A maid greeted Emanuel Ashbel and Louis Pasteur before escorting them to Lillian Morgan’s well-appointed bedroom. Nose crinkled in disgust, the maid took the chamber pot and left the men to their visit.

Lillian slumped back against propped up pillows. Matted blonde hair was draped askew, framing bleary eyes, flushed cheeks, and caked mucous around her nose.

In appearance and disposition, she resembled Death not warmed over, Ashbel thought as he began his examination. Even with the chamber pot removed, the room still reeked of vomit. He held her limp wrist and noticed that her skin felt clammy. “Pulse is normal,” he said to Lillian. He continued his visual inspection and observed the new rash that covered the area above the palm to just below the elbow. Ashbel placed the twin bells of his stethoscope upon Lillian’s chest.
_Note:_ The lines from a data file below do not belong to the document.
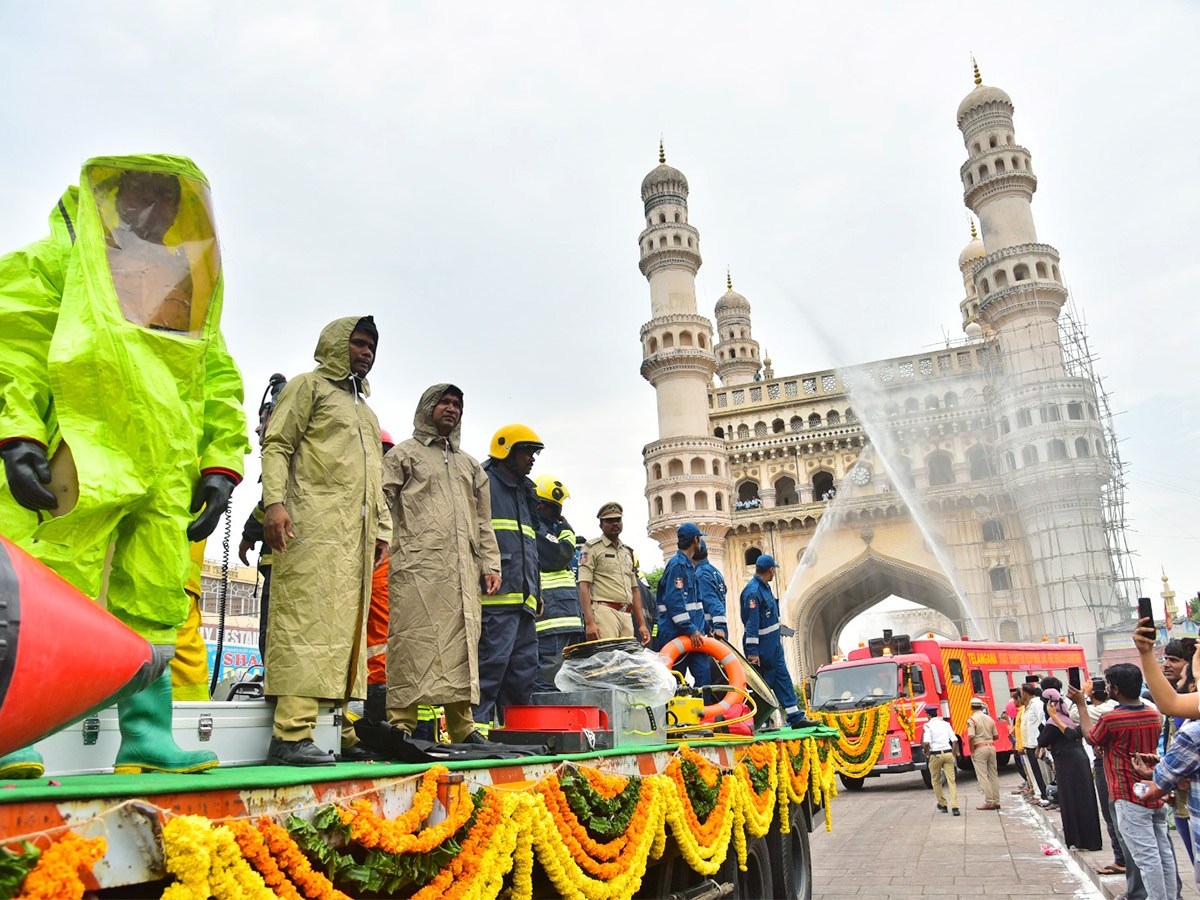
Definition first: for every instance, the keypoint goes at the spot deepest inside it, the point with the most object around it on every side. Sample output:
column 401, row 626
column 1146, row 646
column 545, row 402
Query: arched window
column 748, row 491
column 993, row 529
column 941, row 471
column 822, row 485
column 1000, row 577
column 981, row 463
column 785, row 491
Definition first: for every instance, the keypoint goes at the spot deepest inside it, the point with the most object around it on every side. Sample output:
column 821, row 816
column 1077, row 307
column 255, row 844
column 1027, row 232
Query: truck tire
column 850, row 783
column 756, row 882
column 791, row 863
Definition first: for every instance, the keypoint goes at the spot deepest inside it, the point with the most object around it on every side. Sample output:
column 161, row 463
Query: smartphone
column 1145, row 611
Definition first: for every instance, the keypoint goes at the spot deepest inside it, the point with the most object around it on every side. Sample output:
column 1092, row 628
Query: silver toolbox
column 238, row 732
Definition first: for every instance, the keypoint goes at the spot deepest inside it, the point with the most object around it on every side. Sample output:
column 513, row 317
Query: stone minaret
column 1050, row 448
column 687, row 475
column 737, row 352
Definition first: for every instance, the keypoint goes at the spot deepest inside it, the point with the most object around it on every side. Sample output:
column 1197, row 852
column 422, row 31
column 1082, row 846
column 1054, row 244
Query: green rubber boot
column 25, row 762
column 147, row 741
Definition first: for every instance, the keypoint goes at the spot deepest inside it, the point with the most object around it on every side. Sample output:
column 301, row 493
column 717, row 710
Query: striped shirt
column 1120, row 735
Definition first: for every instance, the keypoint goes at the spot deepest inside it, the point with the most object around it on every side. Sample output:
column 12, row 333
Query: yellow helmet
column 509, row 437
column 552, row 490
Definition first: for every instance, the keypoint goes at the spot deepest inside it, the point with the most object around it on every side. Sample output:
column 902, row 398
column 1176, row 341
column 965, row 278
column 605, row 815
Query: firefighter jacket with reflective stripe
column 712, row 595
column 760, row 617
column 679, row 609
column 559, row 593
column 513, row 521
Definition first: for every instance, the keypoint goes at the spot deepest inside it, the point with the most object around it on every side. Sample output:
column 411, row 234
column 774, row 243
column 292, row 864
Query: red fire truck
column 912, row 675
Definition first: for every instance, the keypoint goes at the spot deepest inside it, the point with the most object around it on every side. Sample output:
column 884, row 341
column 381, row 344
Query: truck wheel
column 791, row 864
column 756, row 882
column 851, row 784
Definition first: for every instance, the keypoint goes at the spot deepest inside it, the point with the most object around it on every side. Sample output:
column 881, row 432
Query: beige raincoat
column 322, row 460
column 442, row 544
He listened, brow furrowed in concentration.

Pasteur stepped forward, holding out a tongue depressor and vial. “Permit me, Madame to collect a sample,” he said.

“A sample?” she coughed. “You think that I have that dreadful pestilence? I was just visiting that filthy hole in the ground that my addle-brained step-daughter calls a mine. The layabouts working there — and I do use the term ‘working’ very loosely, mind you — kicked up so much debris. If dust were ghost rock, then she would indeed be wealthy. But it’s just a chill from the drafts and dust in my throat, nothing more.” Lillian concluded with another loud honk into yet another lace handkerchief. She let it flutter to the ground, joining its numerous companions strewn about the room.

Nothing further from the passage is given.